Dans la sous-région, Olympio était, de fait, isolé. Kwame Nkrumah, le grand panafricaniste, président du Ghana, voisin de l’ouest du Togo, avait, à la faveur d’un référendum controversé, annexé ce qu’on appelait le Togo britannique. C’est comme si le Nigeria avait annexé l’actuel Cameroun occidental, les anglophones. Olympio n’était donc pas le meilleur ami de Nkrumah. Ses autres voisins le trouvaient trop sûr de lui.
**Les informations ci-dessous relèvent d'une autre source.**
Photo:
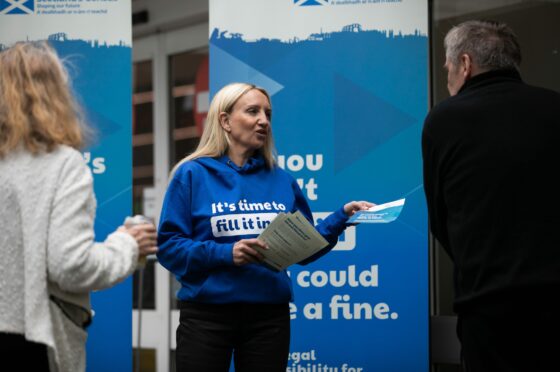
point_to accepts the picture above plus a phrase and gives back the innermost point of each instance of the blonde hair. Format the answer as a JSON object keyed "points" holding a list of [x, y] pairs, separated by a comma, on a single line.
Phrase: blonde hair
{"points": [[214, 141], [37, 109]]}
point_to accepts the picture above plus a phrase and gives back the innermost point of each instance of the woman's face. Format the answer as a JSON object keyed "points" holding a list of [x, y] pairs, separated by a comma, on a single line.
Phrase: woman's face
{"points": [[248, 124]]}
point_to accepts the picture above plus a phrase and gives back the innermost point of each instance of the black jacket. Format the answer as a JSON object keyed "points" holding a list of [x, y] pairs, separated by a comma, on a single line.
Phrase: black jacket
{"points": [[491, 169]]}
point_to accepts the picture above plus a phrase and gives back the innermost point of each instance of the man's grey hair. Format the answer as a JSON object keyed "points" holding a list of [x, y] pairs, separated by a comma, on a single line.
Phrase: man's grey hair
{"points": [[491, 45]]}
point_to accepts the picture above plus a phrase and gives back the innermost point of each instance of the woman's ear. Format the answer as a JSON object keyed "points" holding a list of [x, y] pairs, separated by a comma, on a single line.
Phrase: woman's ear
{"points": [[224, 121]]}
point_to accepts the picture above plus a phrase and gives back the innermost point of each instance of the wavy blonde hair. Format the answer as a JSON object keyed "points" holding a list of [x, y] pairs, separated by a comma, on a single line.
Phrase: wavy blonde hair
{"points": [[214, 141], [37, 109]]}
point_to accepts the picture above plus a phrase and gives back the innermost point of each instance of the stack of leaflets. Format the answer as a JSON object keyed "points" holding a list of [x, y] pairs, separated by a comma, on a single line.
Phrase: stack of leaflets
{"points": [[382, 213], [290, 239]]}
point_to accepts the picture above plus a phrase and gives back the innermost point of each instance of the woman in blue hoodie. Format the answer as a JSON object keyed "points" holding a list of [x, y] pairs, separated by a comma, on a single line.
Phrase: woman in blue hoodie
{"points": [[218, 201]]}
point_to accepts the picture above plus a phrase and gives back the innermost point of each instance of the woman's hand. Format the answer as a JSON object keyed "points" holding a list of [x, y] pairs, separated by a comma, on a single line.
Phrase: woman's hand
{"points": [[244, 251], [146, 237], [354, 206]]}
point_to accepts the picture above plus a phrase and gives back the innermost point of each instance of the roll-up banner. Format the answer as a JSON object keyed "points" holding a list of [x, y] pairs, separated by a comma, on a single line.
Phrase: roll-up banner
{"points": [[94, 38], [349, 86]]}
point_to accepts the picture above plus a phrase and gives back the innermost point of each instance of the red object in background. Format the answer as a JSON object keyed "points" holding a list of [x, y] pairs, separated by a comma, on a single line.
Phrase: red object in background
{"points": [[201, 95]]}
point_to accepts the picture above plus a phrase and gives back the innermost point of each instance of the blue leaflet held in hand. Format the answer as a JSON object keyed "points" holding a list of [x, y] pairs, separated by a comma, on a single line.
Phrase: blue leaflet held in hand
{"points": [[382, 213]]}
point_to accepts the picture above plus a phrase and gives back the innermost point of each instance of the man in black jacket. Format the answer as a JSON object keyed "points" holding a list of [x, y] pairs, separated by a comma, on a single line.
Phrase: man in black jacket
{"points": [[491, 161]]}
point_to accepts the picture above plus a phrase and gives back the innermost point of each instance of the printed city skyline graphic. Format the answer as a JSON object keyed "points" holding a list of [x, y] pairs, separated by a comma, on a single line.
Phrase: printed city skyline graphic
{"points": [[17, 7], [356, 94]]}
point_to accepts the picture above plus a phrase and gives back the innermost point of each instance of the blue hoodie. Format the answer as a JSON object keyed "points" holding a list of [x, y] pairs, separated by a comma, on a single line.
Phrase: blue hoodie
{"points": [[210, 204]]}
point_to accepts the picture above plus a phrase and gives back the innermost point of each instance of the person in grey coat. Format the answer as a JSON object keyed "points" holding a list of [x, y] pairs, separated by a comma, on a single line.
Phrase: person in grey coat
{"points": [[50, 260]]}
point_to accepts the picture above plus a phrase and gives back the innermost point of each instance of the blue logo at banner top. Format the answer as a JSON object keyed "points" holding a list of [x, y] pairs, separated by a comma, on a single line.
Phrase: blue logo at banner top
{"points": [[17, 6], [310, 2]]}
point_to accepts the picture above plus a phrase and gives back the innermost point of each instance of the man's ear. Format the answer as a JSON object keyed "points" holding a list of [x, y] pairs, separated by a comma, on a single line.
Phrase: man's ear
{"points": [[466, 64], [224, 121]]}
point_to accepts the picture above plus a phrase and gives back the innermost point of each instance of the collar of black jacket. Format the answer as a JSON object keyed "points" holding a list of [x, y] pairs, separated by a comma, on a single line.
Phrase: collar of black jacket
{"points": [[489, 77]]}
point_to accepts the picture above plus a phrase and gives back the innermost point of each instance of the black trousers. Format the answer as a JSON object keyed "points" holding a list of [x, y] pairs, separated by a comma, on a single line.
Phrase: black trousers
{"points": [[257, 335], [520, 341], [23, 355]]}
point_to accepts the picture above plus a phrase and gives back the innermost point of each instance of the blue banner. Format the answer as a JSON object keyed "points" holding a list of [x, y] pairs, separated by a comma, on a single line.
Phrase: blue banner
{"points": [[94, 40], [349, 90]]}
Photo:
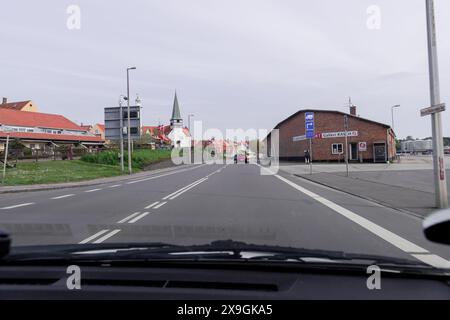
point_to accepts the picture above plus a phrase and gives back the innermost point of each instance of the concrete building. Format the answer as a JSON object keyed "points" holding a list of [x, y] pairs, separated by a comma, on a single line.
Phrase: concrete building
{"points": [[368, 140]]}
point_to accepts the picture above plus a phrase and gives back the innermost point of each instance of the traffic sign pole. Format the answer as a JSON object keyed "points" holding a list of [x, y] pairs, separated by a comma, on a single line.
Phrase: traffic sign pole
{"points": [[436, 121]]}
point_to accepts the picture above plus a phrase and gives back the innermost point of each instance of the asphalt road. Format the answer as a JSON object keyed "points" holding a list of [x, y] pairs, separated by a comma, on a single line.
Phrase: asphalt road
{"points": [[203, 203]]}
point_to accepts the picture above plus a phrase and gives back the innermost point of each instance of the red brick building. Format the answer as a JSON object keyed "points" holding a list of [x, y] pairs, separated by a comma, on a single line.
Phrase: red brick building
{"points": [[368, 140]]}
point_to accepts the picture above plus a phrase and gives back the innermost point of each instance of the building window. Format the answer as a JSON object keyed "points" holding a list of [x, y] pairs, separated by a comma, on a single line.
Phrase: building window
{"points": [[337, 148]]}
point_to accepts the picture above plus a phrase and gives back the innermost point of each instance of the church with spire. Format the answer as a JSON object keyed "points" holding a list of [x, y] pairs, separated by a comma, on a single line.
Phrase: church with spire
{"points": [[179, 135]]}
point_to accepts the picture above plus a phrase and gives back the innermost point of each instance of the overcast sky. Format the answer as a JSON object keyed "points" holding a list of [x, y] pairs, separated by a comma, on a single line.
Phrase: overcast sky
{"points": [[235, 64]]}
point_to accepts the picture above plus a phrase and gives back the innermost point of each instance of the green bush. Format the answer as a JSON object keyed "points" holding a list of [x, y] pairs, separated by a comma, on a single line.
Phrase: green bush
{"points": [[140, 158]]}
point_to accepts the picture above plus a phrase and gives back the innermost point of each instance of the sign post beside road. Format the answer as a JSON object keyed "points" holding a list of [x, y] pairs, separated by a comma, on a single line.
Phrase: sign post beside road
{"points": [[309, 133], [435, 110], [6, 158], [346, 143]]}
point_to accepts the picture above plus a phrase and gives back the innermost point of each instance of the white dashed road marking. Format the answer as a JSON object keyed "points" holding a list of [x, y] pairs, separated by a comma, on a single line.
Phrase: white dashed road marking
{"points": [[98, 234], [138, 217], [399, 242], [17, 206], [62, 197], [107, 236], [151, 205], [129, 217], [160, 205]]}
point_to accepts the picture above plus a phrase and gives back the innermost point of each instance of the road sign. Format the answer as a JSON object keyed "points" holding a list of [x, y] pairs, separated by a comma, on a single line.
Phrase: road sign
{"points": [[298, 138], [309, 125], [362, 146], [433, 109]]}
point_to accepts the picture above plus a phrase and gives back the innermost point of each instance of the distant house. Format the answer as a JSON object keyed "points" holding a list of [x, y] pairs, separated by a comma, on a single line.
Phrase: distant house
{"points": [[43, 131], [27, 105]]}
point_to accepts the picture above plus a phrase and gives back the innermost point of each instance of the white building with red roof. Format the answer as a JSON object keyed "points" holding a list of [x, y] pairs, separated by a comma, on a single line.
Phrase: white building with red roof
{"points": [[38, 130]]}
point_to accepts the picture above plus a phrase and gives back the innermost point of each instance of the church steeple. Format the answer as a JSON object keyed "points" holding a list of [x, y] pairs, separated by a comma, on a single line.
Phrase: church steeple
{"points": [[176, 119]]}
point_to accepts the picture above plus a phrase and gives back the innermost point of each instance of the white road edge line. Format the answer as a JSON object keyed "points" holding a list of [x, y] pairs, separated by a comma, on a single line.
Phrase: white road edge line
{"points": [[160, 205], [397, 241], [62, 197], [129, 217], [17, 206], [107, 236], [98, 234], [151, 205], [138, 217]]}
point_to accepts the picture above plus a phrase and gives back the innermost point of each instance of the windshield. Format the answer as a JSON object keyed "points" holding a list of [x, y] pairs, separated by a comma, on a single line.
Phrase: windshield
{"points": [[274, 132]]}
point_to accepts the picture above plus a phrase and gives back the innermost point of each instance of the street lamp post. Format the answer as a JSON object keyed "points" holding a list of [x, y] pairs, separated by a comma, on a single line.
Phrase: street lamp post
{"points": [[128, 116], [121, 134], [392, 114], [436, 121]]}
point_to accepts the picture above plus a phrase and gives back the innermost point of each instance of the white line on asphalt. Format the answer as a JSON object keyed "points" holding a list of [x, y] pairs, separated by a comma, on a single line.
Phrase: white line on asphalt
{"points": [[164, 175], [62, 197], [107, 236], [187, 189], [98, 234], [160, 205], [17, 206], [151, 205], [129, 217], [392, 238], [179, 190], [138, 217]]}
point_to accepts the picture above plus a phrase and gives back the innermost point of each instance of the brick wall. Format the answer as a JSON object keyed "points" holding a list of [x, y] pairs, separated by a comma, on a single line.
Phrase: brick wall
{"points": [[331, 122]]}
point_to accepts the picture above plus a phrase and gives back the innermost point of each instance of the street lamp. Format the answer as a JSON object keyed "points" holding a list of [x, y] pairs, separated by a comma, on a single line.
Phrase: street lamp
{"points": [[121, 133], [440, 184], [189, 122], [129, 122], [392, 114]]}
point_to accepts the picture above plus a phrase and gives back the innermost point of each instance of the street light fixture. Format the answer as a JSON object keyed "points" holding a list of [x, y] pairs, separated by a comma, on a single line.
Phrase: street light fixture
{"points": [[128, 116], [392, 114]]}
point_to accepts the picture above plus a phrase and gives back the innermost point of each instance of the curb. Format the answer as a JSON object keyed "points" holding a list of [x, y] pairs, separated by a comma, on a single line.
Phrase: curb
{"points": [[384, 204], [87, 183]]}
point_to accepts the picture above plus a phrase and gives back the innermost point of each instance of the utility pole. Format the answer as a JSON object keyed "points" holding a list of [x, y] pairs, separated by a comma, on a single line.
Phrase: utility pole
{"points": [[436, 121], [6, 158], [392, 114], [310, 156], [129, 121]]}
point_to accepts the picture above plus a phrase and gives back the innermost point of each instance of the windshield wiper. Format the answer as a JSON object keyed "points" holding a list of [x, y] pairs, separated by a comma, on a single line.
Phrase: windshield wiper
{"points": [[221, 250]]}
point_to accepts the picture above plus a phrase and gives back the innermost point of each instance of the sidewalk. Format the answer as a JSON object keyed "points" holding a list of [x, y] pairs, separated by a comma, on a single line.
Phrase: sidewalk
{"points": [[411, 191], [42, 187]]}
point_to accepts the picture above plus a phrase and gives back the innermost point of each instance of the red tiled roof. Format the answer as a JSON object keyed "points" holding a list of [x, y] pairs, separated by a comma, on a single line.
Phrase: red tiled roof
{"points": [[36, 119], [15, 105], [49, 136]]}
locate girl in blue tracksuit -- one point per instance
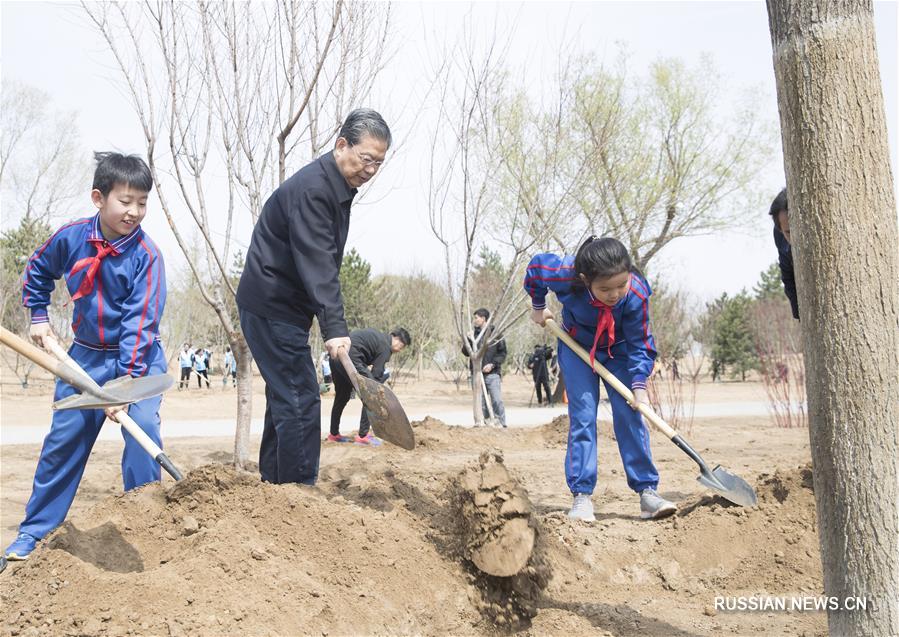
(115, 276)
(605, 308)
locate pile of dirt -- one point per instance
(754, 548)
(395, 543)
(222, 553)
(434, 435)
(555, 433)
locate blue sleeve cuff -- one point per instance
(39, 315)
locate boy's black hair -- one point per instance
(365, 121)
(403, 334)
(601, 259)
(116, 168)
(779, 204)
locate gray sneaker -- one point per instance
(653, 506)
(582, 508)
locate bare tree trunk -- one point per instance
(843, 220)
(244, 397)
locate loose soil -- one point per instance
(396, 542)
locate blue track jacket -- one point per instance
(582, 313)
(123, 307)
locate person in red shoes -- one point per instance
(370, 351)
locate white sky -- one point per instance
(50, 46)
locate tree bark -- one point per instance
(244, 398)
(843, 225)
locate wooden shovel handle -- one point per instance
(611, 379)
(40, 357)
(62, 355)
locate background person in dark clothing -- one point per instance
(781, 219)
(370, 348)
(291, 276)
(491, 365)
(538, 363)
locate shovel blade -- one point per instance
(730, 486)
(120, 391)
(388, 418)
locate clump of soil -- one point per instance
(555, 432)
(499, 535)
(495, 515)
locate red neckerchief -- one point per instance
(605, 324)
(104, 249)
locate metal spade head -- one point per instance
(388, 419)
(733, 488)
(120, 391)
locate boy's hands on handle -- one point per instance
(541, 316)
(640, 397)
(39, 331)
(334, 344)
(116, 413)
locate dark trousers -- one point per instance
(541, 382)
(291, 437)
(342, 390)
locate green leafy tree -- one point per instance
(733, 345)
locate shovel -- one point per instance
(115, 392)
(388, 418)
(732, 487)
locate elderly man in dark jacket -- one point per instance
(291, 276)
(492, 363)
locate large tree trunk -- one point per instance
(843, 222)
(244, 398)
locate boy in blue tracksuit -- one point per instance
(605, 308)
(116, 278)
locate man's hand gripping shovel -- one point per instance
(388, 419)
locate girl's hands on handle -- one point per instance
(38, 331)
(112, 412)
(540, 316)
(640, 396)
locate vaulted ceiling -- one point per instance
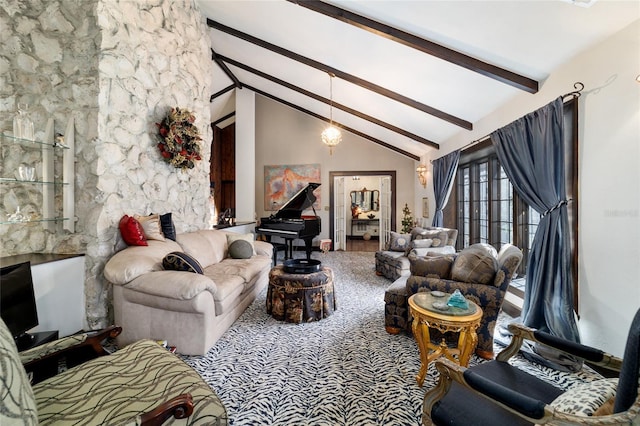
(408, 74)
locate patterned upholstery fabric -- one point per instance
(476, 264)
(391, 264)
(396, 307)
(114, 389)
(584, 399)
(17, 404)
(434, 267)
(394, 264)
(300, 297)
(399, 242)
(488, 296)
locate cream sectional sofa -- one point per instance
(188, 310)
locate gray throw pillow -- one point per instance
(399, 242)
(240, 249)
(476, 264)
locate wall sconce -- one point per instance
(422, 174)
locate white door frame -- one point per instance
(332, 213)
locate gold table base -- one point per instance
(424, 319)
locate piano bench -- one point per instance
(276, 248)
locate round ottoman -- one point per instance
(300, 297)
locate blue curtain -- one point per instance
(444, 171)
(531, 151)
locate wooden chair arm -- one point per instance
(450, 371)
(521, 332)
(179, 407)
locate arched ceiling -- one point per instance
(408, 74)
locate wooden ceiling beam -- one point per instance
(460, 59)
(226, 69)
(320, 117)
(222, 92)
(336, 105)
(221, 119)
(343, 75)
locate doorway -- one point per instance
(361, 209)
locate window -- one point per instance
(485, 209)
(487, 205)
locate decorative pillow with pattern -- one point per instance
(168, 229)
(399, 242)
(419, 247)
(476, 264)
(151, 227)
(438, 238)
(433, 267)
(179, 261)
(584, 399)
(418, 233)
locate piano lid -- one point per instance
(301, 201)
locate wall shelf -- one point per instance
(46, 179)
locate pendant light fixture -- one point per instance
(331, 136)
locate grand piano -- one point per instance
(288, 222)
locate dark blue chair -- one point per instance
(497, 393)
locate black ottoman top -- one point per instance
(302, 266)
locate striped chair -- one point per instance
(142, 384)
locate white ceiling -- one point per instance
(530, 38)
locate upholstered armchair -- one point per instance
(141, 384)
(480, 273)
(393, 262)
(498, 393)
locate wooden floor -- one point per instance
(362, 245)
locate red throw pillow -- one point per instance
(132, 232)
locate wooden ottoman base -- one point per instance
(300, 297)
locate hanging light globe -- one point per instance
(331, 137)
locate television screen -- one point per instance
(17, 299)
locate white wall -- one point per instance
(609, 179)
(245, 155)
(59, 292)
(286, 136)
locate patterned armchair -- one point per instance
(393, 262)
(479, 272)
(142, 384)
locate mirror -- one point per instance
(366, 199)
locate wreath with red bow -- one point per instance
(179, 139)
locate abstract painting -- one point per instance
(283, 182)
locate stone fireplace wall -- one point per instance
(118, 67)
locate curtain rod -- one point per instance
(573, 95)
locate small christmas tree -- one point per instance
(407, 220)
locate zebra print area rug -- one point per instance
(343, 370)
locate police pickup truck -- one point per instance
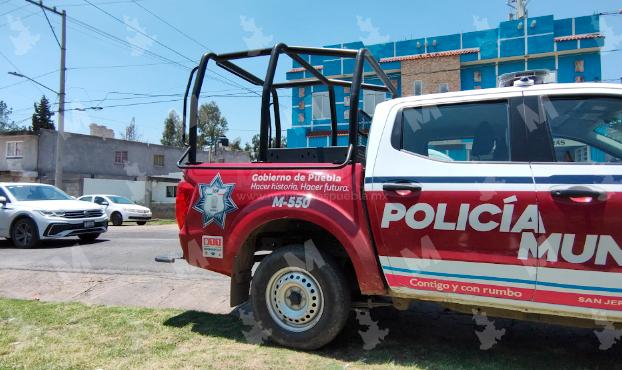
(507, 200)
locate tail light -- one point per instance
(184, 197)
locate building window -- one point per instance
(120, 157)
(477, 76)
(171, 191)
(321, 105)
(14, 149)
(579, 66)
(371, 99)
(418, 88)
(158, 160)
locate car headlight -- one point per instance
(52, 213)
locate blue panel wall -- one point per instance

Houphouët-Boigny, comme Senghor, d’ailleurs, disait détester ses airs « anglo-saxons », pour ne pas dire hautains.
Et en Occident ?
Sylvanus Olympio était néanmoins respecté en Grande-Bretagne, où il a fait une des écoles les plus prestigieuses. Il était respecté en Allemagne, dont il parlait parfaitement la langue. Il était respecté aux États-Unis, où il a été reçu en grande pompe par John Kennedy, le président des États-Unis, qui s’est déplacé en personne pour l’accueillir à l’aéroport, il a eu droit à une parade, sur Broadway (seul Houphouët-Boigny, chez les francophones, a eu droit à de tels privilèges). Mais Olympio a aussi été l’invité de Meet The Press, une des plus importantes émissions politiques du dimanche, dans laquelle, pendant toute une heure, il répond aux questions des journalistes qui comptent, dans une des plus grandes audiences des États-Unis.
Cet homme avait la formation, l’expérience et la volonté nécessaire pour construire une nation magnifique. Les indicateurs du Togo, à sa mort, étaient meilleurs que ceux de n’importe quel autre pays de la zone Franc. Les Anglais, les Américains et les Allemands lui avaient même apporté un soutien financier pour créer sa monnaie. Le général de Gaulle, par contre, le lui refuse.
Et, en une nuit, tout s’est effondré, moins de trois ans après la proclamation de l’indépendance. Au Cameroun, les leaders charismatiques ont été achevés dans le maquis. Au Togo, le Um Nyobe national a su se jouer du pouvoir colonial, mais il n’aura pas tenu plus de trois ans après l’indépendance.